MV Transportation, Inc. concerned a union’s claim that an employer violated the National Labor Relations Act when it unilaterally implemented several work policies without first bargaining with the union over the changes. The union relied on the Board’s long-standing “clear and unmistakable waiver” standard, which permits a unilateral change on a mandatory subject of bargaining made during the term of a collective bargaining agreement only if the contract contained a “clear and unmistakable waiver” by the union to bargain about the change. According to the union, the employer’s unilateral changes violated the Act because the union did not waive its right to negotiate over these specific policy changes in its agreement with the employer.
The Board rejected the union’s argument, and in doing so adopted a new standard for determining when a unilateral change is permitted under labor law. The new standard, called the “contract coverage” standard, asks whether the employer’s change “falls within the compass or scope of contract language that grants the employer the right to act unilaterally.” In other words, if a contract contemplates the employer’s right to make a unilateral change, then the employer may do so without first bargaining with the union. The Board cited previous federal appeals court decisions rejecting the “clear and unmistakable waiver” standard in its reasoning for reversing precedent. In this case, the Board held that, because the parties’ agreement granted the employer the right to institute work assignments and issue discipline, for example, the employer’s new work policy requiring employees to undertake a security sweep or face discipline squarely fell within the scope of these rights.

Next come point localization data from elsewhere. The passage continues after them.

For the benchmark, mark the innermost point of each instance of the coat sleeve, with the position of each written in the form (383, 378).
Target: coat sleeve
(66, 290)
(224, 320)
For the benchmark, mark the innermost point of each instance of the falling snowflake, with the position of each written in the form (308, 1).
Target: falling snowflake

The “contract coverage” standard will undoubtedly relax the rules concerning unilateral changes. Under this new standard, the Board will look more holistically at whether parties intended for a particular subject to be covered by an agreement. This decision also gives effect to parties’ collective bargaining agreements and removes the Board from the narrow role of interpreting specific contract provisions negotiated by parties at the bargaining table. However, as with all Board rules, there is no guarantee that the “contract coverage” standard would survive in a different administration. We will, of course, advise on any future developments.